[SOLVED] Configurating cluster networks with Ceph

ph0x

Renowned Member
Jul 5, 2020
1,327
224
73
/dev/null
Hi everyone!
I recently read a lot of stuff about hyperconverged PVE/Ceph clusters and now struggle to see the forest through all the trees. ;-)
I (plan to) have a three node Proxmox cluster with 4 NICs in each node (2x 1Gbe, 2x 10 Gbe) and would like to have some advice on which NIC should be dedicated to which service.
The first one is easy: one 1 Gbe for corosync, maybe with a fallback on one 10 Gbe NIC (which is connected to another switch)
Next, I would dedicate one 10 Gbe for VM traffic to the LAN
And last, I would dedicate the other two NICs for Ceph, one external and one cluster network.

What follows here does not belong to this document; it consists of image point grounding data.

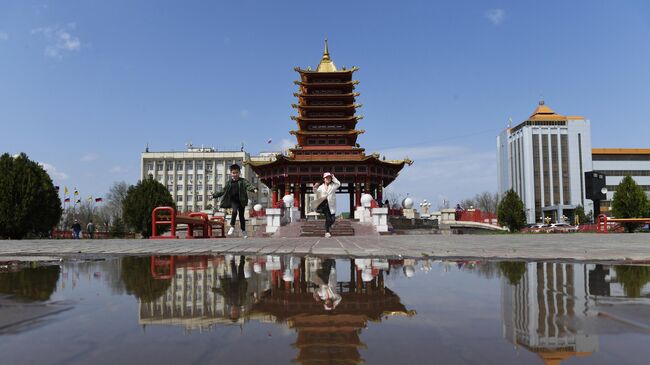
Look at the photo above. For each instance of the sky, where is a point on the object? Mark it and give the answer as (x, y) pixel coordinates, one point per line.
(86, 85)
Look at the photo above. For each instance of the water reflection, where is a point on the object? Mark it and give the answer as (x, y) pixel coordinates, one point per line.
(34, 283)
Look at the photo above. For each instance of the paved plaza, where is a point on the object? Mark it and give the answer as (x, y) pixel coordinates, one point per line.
(581, 247)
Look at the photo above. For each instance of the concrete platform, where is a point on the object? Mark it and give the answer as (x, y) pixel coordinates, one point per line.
(576, 246)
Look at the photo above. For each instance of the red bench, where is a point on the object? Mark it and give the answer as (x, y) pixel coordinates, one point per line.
(168, 216)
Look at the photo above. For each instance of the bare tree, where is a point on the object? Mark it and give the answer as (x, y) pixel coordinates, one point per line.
(114, 198)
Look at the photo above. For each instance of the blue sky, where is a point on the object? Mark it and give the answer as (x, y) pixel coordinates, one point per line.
(85, 85)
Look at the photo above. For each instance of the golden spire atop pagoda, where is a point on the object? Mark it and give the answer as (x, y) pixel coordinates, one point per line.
(326, 64)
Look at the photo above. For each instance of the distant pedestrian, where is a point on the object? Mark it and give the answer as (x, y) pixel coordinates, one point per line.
(76, 230)
(235, 196)
(325, 201)
(90, 229)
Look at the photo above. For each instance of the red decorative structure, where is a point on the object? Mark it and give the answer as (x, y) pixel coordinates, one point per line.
(327, 142)
(168, 216)
(603, 221)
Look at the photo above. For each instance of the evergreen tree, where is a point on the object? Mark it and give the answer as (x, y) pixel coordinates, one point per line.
(140, 201)
(510, 211)
(29, 203)
(629, 201)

Now, does this make sense? If so, would the 10 Gbe NIC become dedicated either for the external or for the cluster network? Would an active/backup bond between those two NICs maybe make more sense, given that they are connected to two different switches?

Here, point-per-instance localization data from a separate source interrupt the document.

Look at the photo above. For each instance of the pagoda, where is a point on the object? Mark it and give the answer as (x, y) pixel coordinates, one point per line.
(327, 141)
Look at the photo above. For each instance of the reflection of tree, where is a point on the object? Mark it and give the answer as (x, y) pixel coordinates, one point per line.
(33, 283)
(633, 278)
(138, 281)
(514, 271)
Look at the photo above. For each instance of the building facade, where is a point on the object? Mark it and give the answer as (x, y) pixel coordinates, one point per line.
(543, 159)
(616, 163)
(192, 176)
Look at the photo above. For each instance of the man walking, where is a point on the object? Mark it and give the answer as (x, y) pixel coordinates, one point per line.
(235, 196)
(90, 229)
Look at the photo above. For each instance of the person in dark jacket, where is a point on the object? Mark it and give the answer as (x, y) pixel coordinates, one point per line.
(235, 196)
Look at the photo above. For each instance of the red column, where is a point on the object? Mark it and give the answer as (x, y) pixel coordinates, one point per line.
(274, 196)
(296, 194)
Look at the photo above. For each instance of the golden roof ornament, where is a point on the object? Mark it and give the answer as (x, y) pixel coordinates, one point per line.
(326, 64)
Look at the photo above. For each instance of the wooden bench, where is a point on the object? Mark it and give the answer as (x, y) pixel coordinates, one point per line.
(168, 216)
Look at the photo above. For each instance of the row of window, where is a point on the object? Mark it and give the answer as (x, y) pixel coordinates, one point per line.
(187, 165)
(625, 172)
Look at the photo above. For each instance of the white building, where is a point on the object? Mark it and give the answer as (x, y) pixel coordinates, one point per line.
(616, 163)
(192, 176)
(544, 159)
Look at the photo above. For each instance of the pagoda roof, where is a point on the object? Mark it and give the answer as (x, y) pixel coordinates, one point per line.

I appreciate any input and also further reading material. :)

Regards
Marco
 
Last edited:
You want more ports in your servers. 2x 10 GbE (or better) for Ceph, 10 or 1 GbE for VM/CT and 2x 1 GbE for Corosync and mgmt. And some extra for backup / migrations if needed.
 
Please keep in mind that this is a home setup.
The boards are what they are, I just want to get the optimal configuration out of it.
Plus, I'm not very far from your recommendation. GUI managenent will be done via vlan, OOB managenent will be done via IPMI.
So, which one of the ceph networks has to be the 10 Gbe? External or cluster?

Best regards
Marco
 
Okay, thanks for the image, that clears things up.
Will make up my mind about a solution, probably some VLAN on the public network.
 
This is my solution for documentation purposes:

2x 10 GbE form a roundrobin bond and ceph gets two VLANs for public and cluster communication in it.
Another bond, active-backup this time, is formed out of said roundrobin bond and another 1 GbE NIC.
Corosync will run over the second 1 GbE interface and have a separate fallback VLAN in the 10 GbE bond.
This way I don't need another NIC, Corosync is redundant, Ceph utilizes the maximum my hardware can provide and still has a fallback in case the 10 GbE switch dies.

A post on the Ceph mailing list also suggests a bond rather than separate links, so I will give this a try.